Un dimanche après-midi, un grand garçon se tenait à la porte d’une école du dimanche dans un quartier pauvre de Londres. C’était un si mauvais garnement que le moniteur avait été obligé de le renvoyer le dimanche précédent. Ses parents l’avaient ramené, suppliant qu’on le reçoive de nouveau.
– Nous le reprendrions volontiers, dit le moniteur, si nous n’avions pas peur qu’il soit un mauvais exemple pour les autres élèves.
– Nous savons bien que notre fils vous cause des ennuis ; mais à la maison il est encore plus terrible ; si vous le repoussez tout à fait, il sera bientôt complètement dévoyé. Accepteriez-vous de le reprendre si vous aviez la garantie qu’il se conduira bien ?
– Attendez, dit le moniteur.
Il entra dans la salle, ramena le silence, et demanda à ses élèves :
– Ce garçon demande à rentrer à l’école, mais nous ne pouvons pas le reprendre sans avoir la garantie qu’il se conduira bien. L’un d’entre vous veut-il se porter garant pour lui ?
Il y eut un silence. Les élèves les plus âgés secouaient la tête, paraissant dire : nous ne le connaissons que trop bien. Les autres semblaient se désintéresser de la question.
Mais un tout petit garçon eut pitié du grand gamin qui se tenait dehors, l’air piteux. On se moquait souvent de lui parce qu’il était mal habillé, sa mère étant très pauvre. Et une petite voix dit :
– S’il vous plaît, Monsieur, je serai son garant.
– Jean ! Un petit garçon comme toi ! Tu ne comprends sûrement pas ce que cela veut dire, se porter garant pour quelqu’un !
– Oh si, Monsieur. Cela veut dire que si ce grand garçon est de nouveau méchant, je serai puni à sa place.
– Et tu accepterais d’être puni à sa place ?
– Oui, Monsieur.
– Alors, se tournant vers le grand garçon qui se tenait dehors, à la porte, il lui dit :
-Tu peux entrer.
Le garçon s’avança, la tête baissée. Et il pensait : – Je sais que je suis un mauvais garnement, mais peut-être pas encore aussi méchant qu’on le croit. Mais je ne permettrai jamais que mon petit compagnon soit puni à ma place, non jamais !
C’était certainement là l’œuvre de Dieu dans son cœur et sa conscience.
Lorsque les enfants quittèrent l’école, le moniteur vit le petit Jean et le grand garçon partir ensemble en causant comme de vieux amis.
Craignant l’influence que le plus grand pourrait avoir sur Jean, le moniteur les suivit jusqu’à la demeure de Jean, et demanda à sa mère où était Jean.
– Il est monté dans l’escalier, avec un grand garçon. Je ne sais pas ce qu’ils font.
Le moniteur monta sans bruit, et à l’étage au-dessus, il aperçut, par une porte ouverte, les deux garçons à genoux. Et il entendit Jean prier :
Seigneur, tu es tout-puissant. Tu peux faire du plus méchant garçon un de Tes enfants.
Le moniteur se joignit dans son cœur à cette prière de foi. Et Dieu l’entendit. Depuis ce jour-là, celui que toute la classe craignait et méprisait devint un élève assidu et studieux. Jean n’eut jamais à subir de punition à sa place, et le grand garçon eut toujours beaucoup d’affection pour son petit substitut.
Dieu se servit aussi de ces circonstances pour susciter des amis à Jean et à sa mère et leur apporter de l’aide. Jean put aller au lycée et poursuivre des études. Et ce fut ensuite un zélé serviteur de Dieu parmi les païens.

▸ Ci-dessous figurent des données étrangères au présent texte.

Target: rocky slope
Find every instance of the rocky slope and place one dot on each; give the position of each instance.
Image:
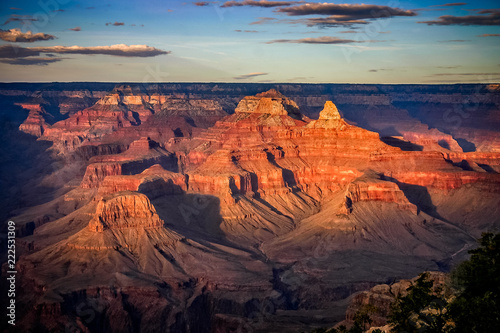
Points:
(218, 219)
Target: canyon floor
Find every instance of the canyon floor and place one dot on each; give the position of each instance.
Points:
(237, 207)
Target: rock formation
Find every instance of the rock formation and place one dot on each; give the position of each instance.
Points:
(162, 195)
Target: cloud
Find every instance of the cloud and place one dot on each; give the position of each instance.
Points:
(249, 76)
(20, 18)
(340, 15)
(328, 22)
(493, 18)
(263, 20)
(116, 24)
(17, 36)
(453, 4)
(318, 40)
(261, 3)
(35, 61)
(465, 74)
(119, 50)
(345, 12)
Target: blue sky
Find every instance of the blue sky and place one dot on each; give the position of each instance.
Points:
(250, 41)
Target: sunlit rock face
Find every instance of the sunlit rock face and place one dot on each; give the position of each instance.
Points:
(200, 204)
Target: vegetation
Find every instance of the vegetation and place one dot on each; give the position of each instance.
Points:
(469, 303)
(472, 305)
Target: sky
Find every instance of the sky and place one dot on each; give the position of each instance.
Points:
(376, 41)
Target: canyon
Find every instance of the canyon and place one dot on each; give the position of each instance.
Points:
(238, 207)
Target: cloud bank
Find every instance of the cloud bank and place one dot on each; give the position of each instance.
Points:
(261, 3)
(318, 40)
(489, 17)
(17, 36)
(249, 76)
(119, 50)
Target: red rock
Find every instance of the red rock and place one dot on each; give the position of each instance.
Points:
(35, 123)
(124, 210)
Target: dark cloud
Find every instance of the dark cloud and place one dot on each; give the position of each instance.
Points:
(249, 76)
(116, 24)
(34, 61)
(343, 15)
(346, 12)
(20, 18)
(261, 3)
(17, 36)
(451, 4)
(493, 18)
(264, 20)
(120, 50)
(329, 22)
(317, 40)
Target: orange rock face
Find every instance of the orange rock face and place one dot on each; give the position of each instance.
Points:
(183, 199)
(35, 123)
(124, 210)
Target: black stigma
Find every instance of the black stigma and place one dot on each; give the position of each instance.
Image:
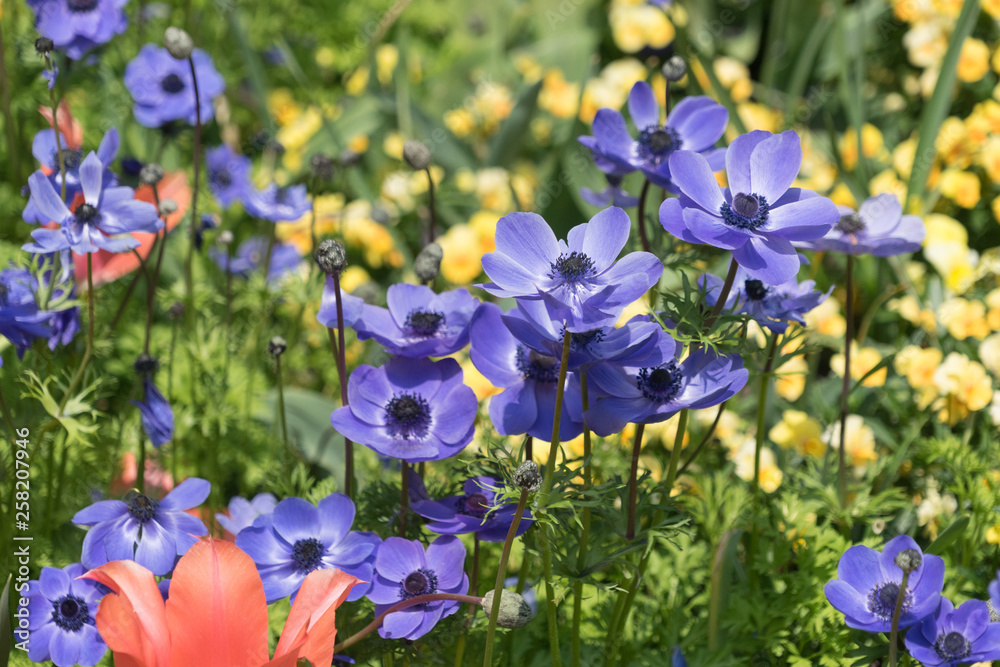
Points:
(172, 84)
(85, 214)
(850, 224)
(141, 507)
(70, 613)
(308, 554)
(424, 322)
(755, 290)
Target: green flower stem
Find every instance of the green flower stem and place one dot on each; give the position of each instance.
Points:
(501, 573)
(633, 490)
(897, 612)
(399, 606)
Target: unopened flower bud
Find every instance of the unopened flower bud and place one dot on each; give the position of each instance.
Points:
(276, 346)
(909, 560)
(674, 69)
(527, 477)
(428, 262)
(150, 174)
(514, 611)
(44, 46)
(145, 363)
(416, 155)
(331, 257)
(179, 44)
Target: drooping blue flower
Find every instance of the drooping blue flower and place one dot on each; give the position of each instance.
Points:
(61, 612)
(759, 216)
(299, 537)
(250, 256)
(46, 151)
(228, 174)
(877, 228)
(418, 322)
(650, 389)
(152, 533)
(163, 89)
(471, 512)
(579, 280)
(104, 221)
(77, 26)
(951, 637)
(772, 306)
(694, 124)
(243, 512)
(278, 204)
(868, 586)
(529, 380)
(157, 415)
(410, 409)
(403, 570)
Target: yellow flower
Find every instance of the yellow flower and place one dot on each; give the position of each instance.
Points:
(863, 360)
(962, 187)
(974, 60)
(798, 431)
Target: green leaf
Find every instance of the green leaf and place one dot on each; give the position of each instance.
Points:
(937, 107)
(946, 538)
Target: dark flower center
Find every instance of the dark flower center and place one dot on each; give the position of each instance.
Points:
(475, 504)
(424, 322)
(408, 415)
(172, 83)
(849, 224)
(81, 5)
(657, 142)
(70, 613)
(660, 384)
(307, 554)
(418, 582)
(141, 507)
(755, 290)
(952, 646)
(572, 267)
(745, 211)
(536, 366)
(882, 600)
(86, 214)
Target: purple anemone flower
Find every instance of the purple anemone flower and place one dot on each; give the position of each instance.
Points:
(228, 174)
(298, 537)
(350, 305)
(410, 409)
(77, 26)
(157, 415)
(163, 89)
(243, 512)
(46, 151)
(403, 570)
(772, 306)
(951, 637)
(104, 221)
(529, 380)
(877, 228)
(61, 612)
(152, 533)
(694, 124)
(476, 510)
(250, 256)
(868, 586)
(278, 204)
(650, 389)
(579, 280)
(759, 215)
(418, 322)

La grâce que le petit Jean avait montrée envers un pauvre garçon dévoyé est une illustration, et un effet de la grâce que le Seigneur Jésus, le Fils de Dieu, a apportée aux hommes en venant sur la terre pour être le Substitut de tous ceux qui croiraient en Lui et en Sa mort expiatoire sur la croix.

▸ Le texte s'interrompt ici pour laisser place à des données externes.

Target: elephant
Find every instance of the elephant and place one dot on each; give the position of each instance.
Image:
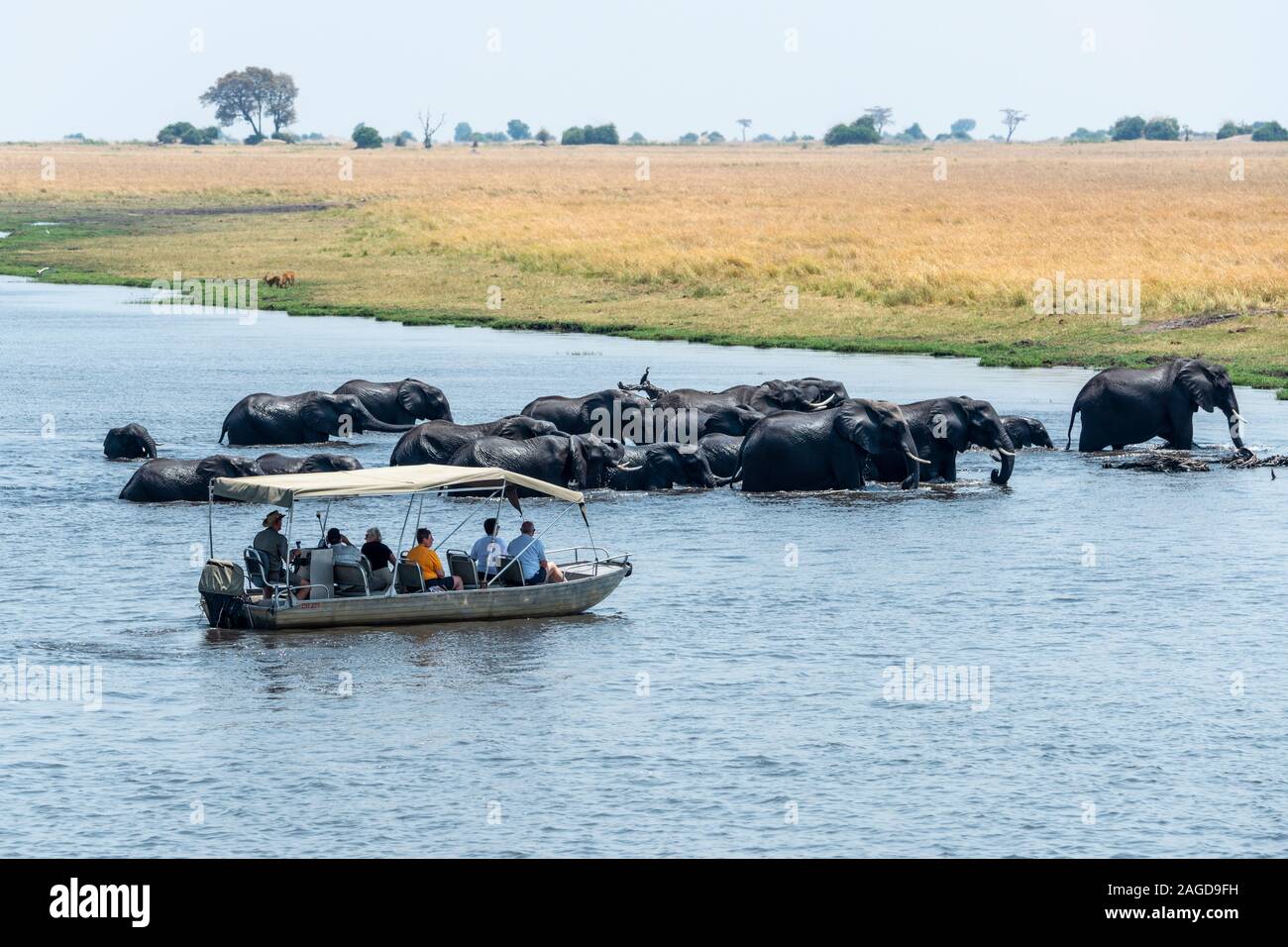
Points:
(314, 463)
(580, 460)
(1129, 406)
(662, 466)
(434, 442)
(399, 402)
(941, 429)
(606, 412)
(769, 395)
(720, 451)
(167, 479)
(300, 419)
(129, 442)
(1026, 432)
(825, 450)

Le petit Jean lui-même l’avait compris, et il était heureux de suivre les traces de son Sauveur.

La grâce de Dieu qui apporte le salut est apparue à tous les hommes, nous enseignant que …. nous vivions … attendant l’apparition de la gloire de notre grand Dieu et Sauveur Jésus-Christ, qui s’est donné lui-même pour nous afin qu’il nous rachetât … et qu’il purifiât pour lui-même un peuple acquis, zélé pour les bonnes œuvres. Tite 2. 11-14.